Lo scorso week-end è stato piuttosto movimentato per la battaglia fra le major (discografiche e cinematografiche) e i paladini dei software di file sharing, cioè quei programmi che consentono di condividere gratuitamente attraverso Internet qualsiasi tipo di contenuto digitale. Una notizia apparsa su Punto Informatico ha fatto saltare sulla sedia tutti i soggetti interessati. In una sentenza emessa lo scorso 9 gennaio, infatti, la Terza Sezione della Corte di Cassazione ribaltava il giudizio della Corte di Appello di Torino che affermava la colpevolezza di due ragazzi condannati in 1° e 2° grado per la diffusione e la duplicazione di opere protette da diritto d’autore. I principali quotidiani (per esempio La Stampa e Il Corriere della Sera) hanno pubblicato articoli (sia sulla versione cartacea che on-line) per sancire il ritorno alla musica libera su Internet. La Federazione dell’Industria Musicale Italiana (Fimi), da parte sua, si è invece affrettata a spegnere l’entusiasmo dichiarando che la sentenza non cambia nulla e che “la notizia è stata riportata in maniera distorta ed approssimativa”. Anche la Società Italiana degli Autori e degli Editori (Siae) si è schierata con la Fimi. Chi ha ragione, dunque? Chi crede che la sentenza della Cassazione abbia sancito il downloading libero, gratuito e legale o chi, come la Fimi e la Siae, ritiene che non sia cambiato nulla? Per fare chiarezza Galileo ha intervistato l’avvocato Andrea Monti, presidente dell’Associazione per la Libertà nella Comunicazione Elettronica Interattiva (Alcei).
Avvocato Monti, innanzitutto ricostruiamo la vicenda.
“I fatti risalgono al 1999 quando due studenti del Politecnico di Torino (E.R. e C.F., ndr.) avevano messo in piedi un server Ftp, e non un sistema di file sharing come ho letto, per consentire il download di video, videogiochi e software, e non di musica. L’accesso al server non era pubblico e serviva una password per entrare e scaricare”.

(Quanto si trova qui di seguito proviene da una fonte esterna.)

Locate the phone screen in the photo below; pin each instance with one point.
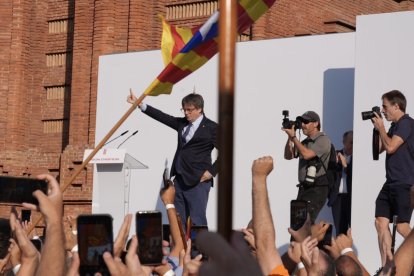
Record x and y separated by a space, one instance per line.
327 238
95 237
5 235
149 233
26 214
298 213
37 243
195 230
20 189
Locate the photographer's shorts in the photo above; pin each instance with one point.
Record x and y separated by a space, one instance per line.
394 199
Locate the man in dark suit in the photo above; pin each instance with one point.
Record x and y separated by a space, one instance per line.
192 165
341 201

Di cosa sono stati accusati, quindi, i due studenti?
“I due ragazzi sono stati denunciati per diffusione e duplicazione di opere protette da diritto d’autore. Nel giudizio di 1° e 2° grado sono stati condannati, mentre la Cassazione li ha assolti”.
Come mai?
“Il perché è semplice. Come detto i fatti risalgono al 1999, cioè prima della cosiddetta Legge Urbani (risalente all’inizio del 2005, ndr.) che sancisce come illegale non solo la diffusione e il downloading a scopo di lucro, ma anche a scopo di profitto”.
Qual è la differenza fra profitto e lucro?
“La differenza è stata stabilita da una sentenza della Procura di Cagliari del 1996. Per profitto si intende il risparmio che si registra non acquistando, ma scaricando gratuitamente, un’opera protetta da copyright. Per lucro, invece, si intende una vera e propria attività commerciale come per esempio la vendita di materiale protetto scaricato gratuitamente dalla Rete”.
Perché allora nei primi due gradi i ragazzi erano stati giudicati colpevoli?
“Sostanzialmente per un errore. I giudici avevano infatti ritenuto che, tutto sommato, lucro e profitto fossero sinonimi. La Cassazione, invece, ha semplicemente ristabilito una differenza”.
Cosa avrebbero rischiato i due ragazzi?
“Secondo la Legge Urbani da 6 mesi a 3 anni di reclusione (i primi due gradi parlavano di 3 mesi e 10 giorni di prigione, ndr.)”.
Tutto il polverone alzato durante lo scorso fine settimana è frutto quindi di un grosso equivoco: se i due ragazzi avessero agito nel 2007 anziché nel 1999 sarebbero stati condannati?
“Non è detto. Quando si parla di questi temi, a mio parere si dimentica troppo spesso l’equo compenso, una sorta di tassa che i consumatori pagano ogni volta che acquistano un supporto (hard disk, cd, dvd, masterizzatori, scanner e così via) su cui e con il qualie si può registrare un contenuto protetto dal diritto d’autore. I soldi dell’equo compenso finiscono nelle tasche di chi i contenuti protetti li produce. Questa tassa consente di poter registrare una copia di un contenuto protetto da copyright per uso esclusivamente personale (senza cioè che essa possa essere diffusa, per esempio con un software di file sharing) anche se non si possiede l’originale. Se non ci fosse anche questa possibilità sarebbe proibita anche la registrazione di un film o di una partita di calcio con un normale videoregistratore”.